Признания и в дневниках договаривали и часто домысливали мимолетные мысли. Люди в дневниках к самим себе относились как к героям художественных произведений, написанных о посторонних.
Дневники Толстого документальны, но они аналитичны до такой степени, что уже, так сказать, романны.
В дневниках Лев Николаевич часто невольно наговаривал на себя, доводя намерения до ясности; упреки Софьи Андреевны, в сущности говоря, должны были быть отнесены не столько ко Льву Николаевичу, сколько к героям его произведений, действия которых были уже освобождены от случайности.
Дневники Софьи Андреевны искренни, но не документальны. Она вспоминает и толкует как хочет.
Она говорит, подменяя одну систему отношений другой; пользуется, например, любовно-бытовым словарем для передачи драмы, в основе которой лежат экономические отношения.
О чтении Софьей Андреевной повести «Дьявол» Толстой записал в дневнике 13 мая 1909 года:
«За завтраком Соня была ужасна. Оказывается, она читала „Дьявол“, и в ней поднялись старые дрожжи, и мне было очень тяжело. Ушел в сад. Начал писать письмо ей то, что отдать после смерти, но не дописал, бросил, главное, оттого, что спросил себя: зачем? сознал, что не перед богом, для любви. Потом в 4 часа она все высказала, и я, слава богу, смягчил ее, и сам расплакался, и обоим стало хорошо».
«Бог», «богу» втречается в толстовских дневниках постоянно и довольно часто с сомнением. Бог – значит знак общего, нужного, определяющего.
Черновик письма «из-за гроба» сохранился в записной книжке.
Приведу главное: «Прости меня за это, прости и за все то, в чем я перед тобой был виноват во все время нашей жизни и в особенности в первое время.
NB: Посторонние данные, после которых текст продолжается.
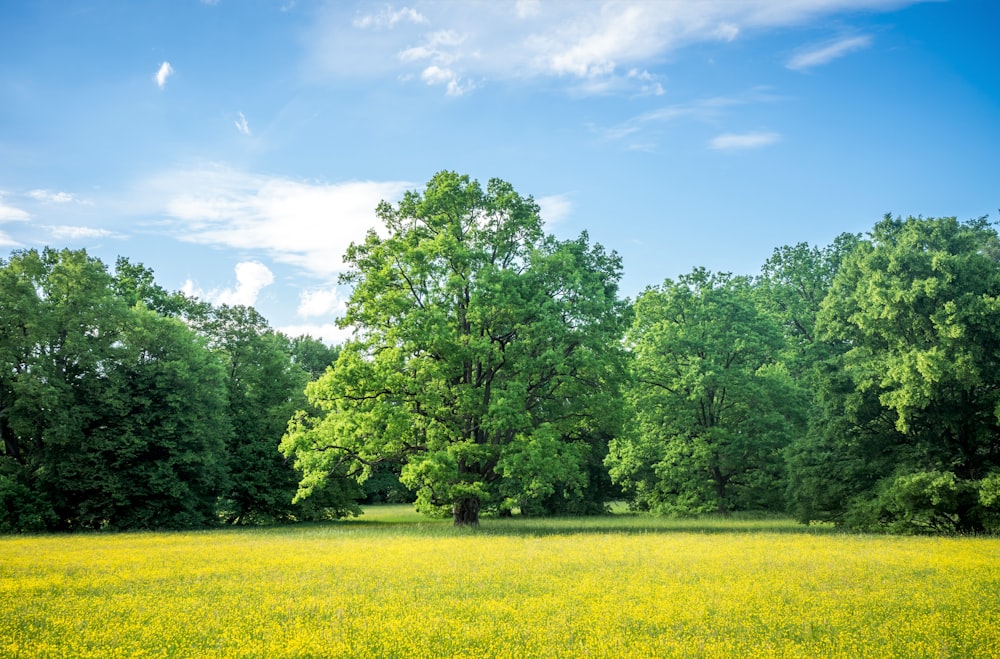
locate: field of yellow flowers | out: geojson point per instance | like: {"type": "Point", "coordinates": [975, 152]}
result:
{"type": "Point", "coordinates": [611, 587]}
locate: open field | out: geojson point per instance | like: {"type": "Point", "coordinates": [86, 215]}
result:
{"type": "Point", "coordinates": [390, 586]}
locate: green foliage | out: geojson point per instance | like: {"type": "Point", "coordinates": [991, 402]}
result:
{"type": "Point", "coordinates": [112, 415]}
{"type": "Point", "coordinates": [485, 358]}
{"type": "Point", "coordinates": [713, 408]}
{"type": "Point", "coordinates": [912, 390]}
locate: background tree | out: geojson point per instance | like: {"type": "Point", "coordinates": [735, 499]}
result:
{"type": "Point", "coordinates": [481, 360]}
{"type": "Point", "coordinates": [110, 416]}
{"type": "Point", "coordinates": [713, 407]}
{"type": "Point", "coordinates": [909, 437]}
{"type": "Point", "coordinates": [264, 387]}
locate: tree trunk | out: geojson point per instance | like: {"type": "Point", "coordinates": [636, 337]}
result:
{"type": "Point", "coordinates": [466, 512]}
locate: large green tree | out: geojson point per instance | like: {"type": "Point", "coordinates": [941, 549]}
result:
{"type": "Point", "coordinates": [712, 405]}
{"type": "Point", "coordinates": [485, 354]}
{"type": "Point", "coordinates": [910, 435]}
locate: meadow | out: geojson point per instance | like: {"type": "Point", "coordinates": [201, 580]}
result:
{"type": "Point", "coordinates": [394, 585]}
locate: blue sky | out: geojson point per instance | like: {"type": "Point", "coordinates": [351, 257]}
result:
{"type": "Point", "coordinates": [237, 147]}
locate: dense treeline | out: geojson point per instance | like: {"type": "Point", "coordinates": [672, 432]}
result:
{"type": "Point", "coordinates": [124, 406]}
{"type": "Point", "coordinates": [496, 369]}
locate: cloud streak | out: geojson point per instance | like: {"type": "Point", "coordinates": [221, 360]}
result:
{"type": "Point", "coordinates": [592, 47]}
{"type": "Point", "coordinates": [308, 225]}
{"type": "Point", "coordinates": [826, 53]}
{"type": "Point", "coordinates": [743, 141]}
{"type": "Point", "coordinates": [10, 213]}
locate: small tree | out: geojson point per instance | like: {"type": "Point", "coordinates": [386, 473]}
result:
{"type": "Point", "coordinates": [712, 405]}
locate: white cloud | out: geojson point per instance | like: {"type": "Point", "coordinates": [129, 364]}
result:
{"type": "Point", "coordinates": [306, 224]}
{"type": "Point", "coordinates": [329, 333]}
{"type": "Point", "coordinates": [251, 278]}
{"type": "Point", "coordinates": [321, 302]}
{"type": "Point", "coordinates": [242, 125]}
{"type": "Point", "coordinates": [819, 55]}
{"type": "Point", "coordinates": [591, 45]}
{"type": "Point", "coordinates": [527, 8]}
{"type": "Point", "coordinates": [66, 232]}
{"type": "Point", "coordinates": [12, 214]}
{"type": "Point", "coordinates": [555, 208]}
{"type": "Point", "coordinates": [738, 141]}
{"type": "Point", "coordinates": [164, 72]}
{"type": "Point", "coordinates": [389, 18]}
{"type": "Point", "coordinates": [50, 197]}
{"type": "Point", "coordinates": [709, 109]}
Тебе мне прощать нечего, ты была, какою тебя мать родила, верною, доброю женой и хорошей матерью. Но именно потому, что ты была такою, какою тебя мать родила, и оставалась такою и не хотела изменяться… ты много сделала дурного другим людям и сама все больше и больше опускалась и дошла до того жалкого положения, в котором ты теперь».
Толстой не был коллекционером своих рукописей. Часть рукописей «Воскресения» при переноске дивана была выброшена в канаву и в ней не скоро была найдена, но «Дьявола» он сохранил.
Толстой был уже стариком, но его любовь сохранилась в записи; она могла быть живой так, как жива была повесть.